A comparison of the in vivo abrasive behavior with other classes of materials is difficult because most of the investigations were carried out in the laboratory and clinical data are hardly available, though clinical tests are essential to investigating the complex oral cavity [57, 58]. Furthermore, the correlation of data from in vitro studies evaluating abrasion with those from time-consuming clinical investigations is generally low [59], though different materials can still be evaluated comparatively under standardized conditions [60]. An example of a clinical study is the study by Ohlmann et al. in which the abrasion behavior of metal-free polymer crowns with and without a glass fiber framework in the posterior region was compared to the abrasion behavior of metal-ceramic crowns after 2 years using a 3D laser scanner. A mean occlusal wear of -81.8 µm was measured for the glass-fiber-reinforced polymer-based restorations and -76.8 µm for the polymer crowns without a glass-fiber framework, whereas the metal-ceramic restorations had a mean abrasion of -38.5 µm. This suggests significantly higher abrasion of the polymer-based crowns than the metal-ceramic restorations [61]. A comparison to our results after 3 years of observation also shows that this class of materials exhibits a more pronounced abrasion behavior than all-ceramic restorations. In contrast, the degree of abrasion of the metal-ceramic restorations approaches our mean distance of the complete occlusal surface rate of 48 µm after 3 years.
It would also be possible to carry out measurements based on digital impressions of the restorations in future research, avoiding the conventional working step with the subsequent fabrication of a plaster model.
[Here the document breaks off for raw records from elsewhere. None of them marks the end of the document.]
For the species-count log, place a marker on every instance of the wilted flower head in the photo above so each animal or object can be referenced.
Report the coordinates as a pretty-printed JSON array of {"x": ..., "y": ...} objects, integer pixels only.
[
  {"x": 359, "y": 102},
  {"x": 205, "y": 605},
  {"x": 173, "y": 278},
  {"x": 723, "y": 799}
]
In general, digital impression-taking can be considered an alternative to conventional methods, as they offer comparable accuracy [62]. In addition, impressions taken by conventional methods are generally associated with a high error rate, which is why the quality is unsatisfactory in many cases [37]. The precision of the plaster model is also influenced by a number of different factors, including the impression material, the tray material, the time interval between taking the impression and pouring, and the expansion of the plaster [63, 64].
Notably, the number of subjects undergoing in vivo diagnostics over a longer period of time is currently small [24, 52]. In our study, the abrasion behavior of a total of 15 restorations from 15 different participants was evaluated after 10 to 12 years. Long-term reports are required to obtain meaningful information about the clinical performance of a dental material [24].